I znów się jej upiekło - nie została odsądzona od czci i wiary, doceniono za to jej tupet i niedługo potem podpisała kontrakt z wytwórnią Paramount Pictures. Ponieważ jednak aktorka zbliżała się do czterdziestki, a w Hollywood wiek miał wielkie znaczenie, postanowiono zataić przed publicznością jej prawdziwą datę urodzenia. Podziałało i West zaczęła robić wielką karierę filmową.
"Uważajcie! Nadchodzi Mae West"
Filmy z jej udziałem - jak "Lady Lou" czy "Nie jestem aniołem" - przyniosły aktorce wielką popularność i uznanie na całym świecie.
- Uważajcie! Nadchodzi Mae West - pisali w prasie zachwyceni krytycy.
Gwiazda dorobiła się rzeszy wiernych fanów, ale i, oczywiście, grona zatwardziałych wrogów, którzy krytykowali jej rozwiązłe życie uczuciowe i medialny wizerunek. Wreszcie sami cenzorzy mieli dość "rozpusty", którą reprezentowała, i filmy z jej udziałem znalazły się pod ostrzałem. Sytuacja pogorszyła się, gdy na jaw wyszły dwa sekrety aktorki. Pierwszy - jej stan cywilny; okazało się, że West, która publicznie tak chętnie krytykowała instytucję małżeństwa, w 1911 roku wzięła ślub z Frankiem Szatkusem. To jeszcze pewnie można by jej było wybaczyć, ale druga tajemnica dla wielu okazała się nie do przejścia. Gdy okazało się, że jest starsza, niż twierdziła (zapewniała, że urodziła się niemal dekadę później), jej kariera powoli zaczęła dobiegać końca.
Schyłek kariery
Wprawdzie West wystąpiła jeszcze w kilku filmach, ale praktycznie wszystkie przeszły bez echa. Prasa rozpisywała się jeszcze o jej życiu uczuciowym, ale kolejne skandaliki nie były w stanie zatuszować jej "karygodnych kłamstw". W końcu West odpuściła i wycofała się z Hollywood. Nie zrezygnowała jednak z pracy i wróciła na scenę, gdzie przez następne lata realizowała się artystycznie.

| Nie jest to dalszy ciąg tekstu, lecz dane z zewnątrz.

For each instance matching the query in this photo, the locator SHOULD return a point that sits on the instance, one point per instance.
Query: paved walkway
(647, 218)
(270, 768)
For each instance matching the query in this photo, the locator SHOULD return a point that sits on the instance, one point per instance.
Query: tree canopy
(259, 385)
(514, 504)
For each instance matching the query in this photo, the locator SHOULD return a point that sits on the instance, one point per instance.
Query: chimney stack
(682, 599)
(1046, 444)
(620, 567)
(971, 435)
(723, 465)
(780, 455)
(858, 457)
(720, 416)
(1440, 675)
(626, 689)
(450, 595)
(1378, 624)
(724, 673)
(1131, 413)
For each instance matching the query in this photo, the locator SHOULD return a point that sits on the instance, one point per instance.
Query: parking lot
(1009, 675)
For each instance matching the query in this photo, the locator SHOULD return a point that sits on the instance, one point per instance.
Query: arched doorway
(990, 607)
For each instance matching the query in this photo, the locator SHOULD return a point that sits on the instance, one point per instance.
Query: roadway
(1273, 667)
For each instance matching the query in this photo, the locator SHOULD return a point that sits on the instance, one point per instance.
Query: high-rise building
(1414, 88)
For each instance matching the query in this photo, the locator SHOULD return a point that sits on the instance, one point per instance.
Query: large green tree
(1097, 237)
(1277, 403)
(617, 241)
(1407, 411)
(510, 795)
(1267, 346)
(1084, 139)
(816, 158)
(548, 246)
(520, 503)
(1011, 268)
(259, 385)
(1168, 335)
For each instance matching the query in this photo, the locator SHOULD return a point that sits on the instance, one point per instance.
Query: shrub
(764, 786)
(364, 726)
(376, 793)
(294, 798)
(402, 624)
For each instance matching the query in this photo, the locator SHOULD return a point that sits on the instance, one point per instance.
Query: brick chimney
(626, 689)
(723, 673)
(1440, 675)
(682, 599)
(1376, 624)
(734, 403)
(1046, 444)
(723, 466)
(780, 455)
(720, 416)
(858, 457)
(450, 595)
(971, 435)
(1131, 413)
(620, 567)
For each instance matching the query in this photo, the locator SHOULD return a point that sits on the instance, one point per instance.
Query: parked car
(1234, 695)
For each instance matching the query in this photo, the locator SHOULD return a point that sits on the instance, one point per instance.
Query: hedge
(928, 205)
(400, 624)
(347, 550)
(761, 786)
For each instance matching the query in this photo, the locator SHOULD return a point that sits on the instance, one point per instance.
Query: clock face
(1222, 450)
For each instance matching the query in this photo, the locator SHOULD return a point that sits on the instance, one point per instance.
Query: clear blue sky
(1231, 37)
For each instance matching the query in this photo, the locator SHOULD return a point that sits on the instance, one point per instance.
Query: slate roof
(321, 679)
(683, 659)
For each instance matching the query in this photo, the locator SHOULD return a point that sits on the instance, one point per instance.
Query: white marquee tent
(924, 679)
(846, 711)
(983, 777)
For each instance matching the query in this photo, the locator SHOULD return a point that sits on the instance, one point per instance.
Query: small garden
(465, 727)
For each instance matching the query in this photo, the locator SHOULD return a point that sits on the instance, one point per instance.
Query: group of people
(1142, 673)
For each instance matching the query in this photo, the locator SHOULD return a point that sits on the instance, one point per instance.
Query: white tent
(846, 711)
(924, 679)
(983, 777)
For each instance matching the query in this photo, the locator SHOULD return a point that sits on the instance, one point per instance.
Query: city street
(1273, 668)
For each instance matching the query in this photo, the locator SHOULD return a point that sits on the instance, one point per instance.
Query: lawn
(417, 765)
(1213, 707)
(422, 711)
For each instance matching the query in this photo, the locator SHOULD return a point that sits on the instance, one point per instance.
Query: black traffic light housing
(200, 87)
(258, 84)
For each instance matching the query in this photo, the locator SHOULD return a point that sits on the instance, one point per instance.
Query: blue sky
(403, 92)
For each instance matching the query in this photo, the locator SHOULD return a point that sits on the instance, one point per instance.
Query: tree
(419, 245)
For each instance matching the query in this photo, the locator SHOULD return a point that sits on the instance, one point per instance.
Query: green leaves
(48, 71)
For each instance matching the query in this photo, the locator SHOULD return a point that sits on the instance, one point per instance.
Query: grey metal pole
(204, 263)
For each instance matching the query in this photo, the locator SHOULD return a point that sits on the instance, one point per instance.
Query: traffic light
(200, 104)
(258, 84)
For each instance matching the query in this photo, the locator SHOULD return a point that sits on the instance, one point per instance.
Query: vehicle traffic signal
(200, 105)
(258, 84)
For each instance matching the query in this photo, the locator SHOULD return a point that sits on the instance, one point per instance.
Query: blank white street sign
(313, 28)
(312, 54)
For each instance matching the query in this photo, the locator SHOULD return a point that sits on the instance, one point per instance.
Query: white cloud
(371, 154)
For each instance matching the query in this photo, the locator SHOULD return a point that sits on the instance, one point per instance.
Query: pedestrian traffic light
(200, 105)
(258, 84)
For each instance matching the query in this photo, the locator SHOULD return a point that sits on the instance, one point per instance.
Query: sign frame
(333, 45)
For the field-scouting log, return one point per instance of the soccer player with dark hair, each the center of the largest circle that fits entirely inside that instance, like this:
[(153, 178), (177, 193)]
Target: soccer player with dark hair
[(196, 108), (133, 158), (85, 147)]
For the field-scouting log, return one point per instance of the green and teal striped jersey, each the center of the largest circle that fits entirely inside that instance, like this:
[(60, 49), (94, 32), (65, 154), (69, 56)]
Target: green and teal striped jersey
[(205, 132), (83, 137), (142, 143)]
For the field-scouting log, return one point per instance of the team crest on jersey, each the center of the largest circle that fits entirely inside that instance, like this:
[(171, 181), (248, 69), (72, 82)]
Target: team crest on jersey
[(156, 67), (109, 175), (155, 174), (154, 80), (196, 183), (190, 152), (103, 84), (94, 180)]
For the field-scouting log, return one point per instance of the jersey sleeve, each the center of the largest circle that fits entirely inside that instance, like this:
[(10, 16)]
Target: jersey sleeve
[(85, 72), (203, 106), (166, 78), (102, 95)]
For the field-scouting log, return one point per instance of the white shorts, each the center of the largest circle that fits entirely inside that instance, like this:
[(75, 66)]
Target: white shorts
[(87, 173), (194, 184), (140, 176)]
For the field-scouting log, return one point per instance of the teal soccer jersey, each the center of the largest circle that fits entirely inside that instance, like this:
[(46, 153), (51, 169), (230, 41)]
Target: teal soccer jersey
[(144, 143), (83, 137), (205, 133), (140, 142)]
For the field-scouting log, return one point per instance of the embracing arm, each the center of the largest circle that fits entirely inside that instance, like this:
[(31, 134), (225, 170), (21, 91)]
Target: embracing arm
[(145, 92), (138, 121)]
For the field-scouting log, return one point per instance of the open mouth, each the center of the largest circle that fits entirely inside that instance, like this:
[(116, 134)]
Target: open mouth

Po rozwodzie z Szatkusem (do którego doszło w 1942 roku) nigdy już nie wyszła za mąż, choć miała mnóstwo romansów. W wieku sześćdziesięciu lat związała się z o połowę od niej młodszym zapaśnikiem Paulem Novakiem, z którym spędziła resztę życia. Zmarła 22 listopada 1980 roku, w wyniku komplikacji po wylewie. Miała 87 lat.